Steve gibt ihr mit einem Handzeichen zu verstehen, dass sie ihn hereinlassen soll. Immer noch sichtlich verärgert über sein Erscheinen, öffnet sie das Fenster und fragt, was er hier mache. Sie habe ihm doch am Telefon gesagt, dass sie Hausarrest habe. Daraufhin erwidert er, dass er sich überlegt habe, einfach bei ihr zusammen zu lernen. Obwohl Nancy wieder mehrmals mit „Nein“ antwortet, steigt er an ihr vorbei ins Zimmer und beschwichtigt sie. Er könne sie doch nicht bei ihrem Test scheitern lassen, deshalb solle sie Nachsicht haben. Zum Schluss der Szene lobt er seine Kletterfähigkeiten: „Was hab ich dir gesagt. Ninja.“
In der Serie wird es so dargestellt, als wolle Nancy insgeheim doch, dass Steve bleibt. Die Genervtheit von Frauen in den Fenster-Szenen hält oft nur kurz an, und schnell werden sie von den Männern überredet. Allerdings birgt das auch eine Gefahr: Die filmischen Darstellungen vermitteln, dass die gesetzten Grenzen oder Gefühle von Frauen nicht real sind oder ernst genommen werden müssen – sondern im Gegenteil, eine Einladung für den Mann seien, es weiter zu versuchen. Meist wird dieses Verhalten des Mannes dann auch belohnt. So auch in der Szene in Stranger Things, in der Steve Nancy am Ende küsst.
Positive Beispiele
Die Geschlechterproblematik wird allerdings teilweise aufgebrochen. Es gibt auch einige filmische Beispiele, in denen Frauen zu Männern durch das Fenster ins Schlafzimmer steigen oder gleichgeschlechtliche Paare zu sehen sind. Ein positives Beispiel ist die Fenster-Szene That ’70s Show (Staffel 2, Episode 8).

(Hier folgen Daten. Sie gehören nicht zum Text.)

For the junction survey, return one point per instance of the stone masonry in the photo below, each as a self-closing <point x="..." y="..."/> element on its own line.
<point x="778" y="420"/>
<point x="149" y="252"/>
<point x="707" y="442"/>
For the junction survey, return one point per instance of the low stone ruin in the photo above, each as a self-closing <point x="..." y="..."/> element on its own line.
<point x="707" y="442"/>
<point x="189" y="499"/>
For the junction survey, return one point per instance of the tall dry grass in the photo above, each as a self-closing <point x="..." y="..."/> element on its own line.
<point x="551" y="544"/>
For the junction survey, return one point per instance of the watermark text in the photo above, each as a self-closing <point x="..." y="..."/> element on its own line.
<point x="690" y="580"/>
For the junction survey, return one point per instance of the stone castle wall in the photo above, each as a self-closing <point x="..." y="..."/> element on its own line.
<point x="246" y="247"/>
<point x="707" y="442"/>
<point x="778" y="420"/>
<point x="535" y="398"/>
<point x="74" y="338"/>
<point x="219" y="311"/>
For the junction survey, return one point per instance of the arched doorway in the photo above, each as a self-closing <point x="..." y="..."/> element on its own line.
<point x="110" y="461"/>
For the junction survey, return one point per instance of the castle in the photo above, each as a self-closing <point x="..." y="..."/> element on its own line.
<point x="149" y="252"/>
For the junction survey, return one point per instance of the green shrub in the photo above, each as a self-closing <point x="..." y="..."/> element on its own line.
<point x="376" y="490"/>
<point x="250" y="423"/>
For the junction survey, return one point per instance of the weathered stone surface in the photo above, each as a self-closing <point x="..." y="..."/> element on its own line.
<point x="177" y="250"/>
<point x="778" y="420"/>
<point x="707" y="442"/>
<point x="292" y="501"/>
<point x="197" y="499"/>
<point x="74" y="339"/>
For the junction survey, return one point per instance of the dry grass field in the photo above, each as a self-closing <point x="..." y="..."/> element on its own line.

Eric weiß, dass seine Freundin Donna durchs Fenster kommen wird. Erics Vorfreude und seine gezeigten Vorbereitungen bauen Spannung auf und führen zu einem schönen Moment bei ihrer Ankunft. Es geht also auch mit gegenseitigem Wissen und Zustimmung.
Mit oder ohne Vorwarnung, mit einer Leiter oder ohne: Ob man es romantisch findet, wenn der oder die Geliebte durchs Fenster im Schlafzimmer auftaucht, bleibt aber am Ende jedem selbst überlassen.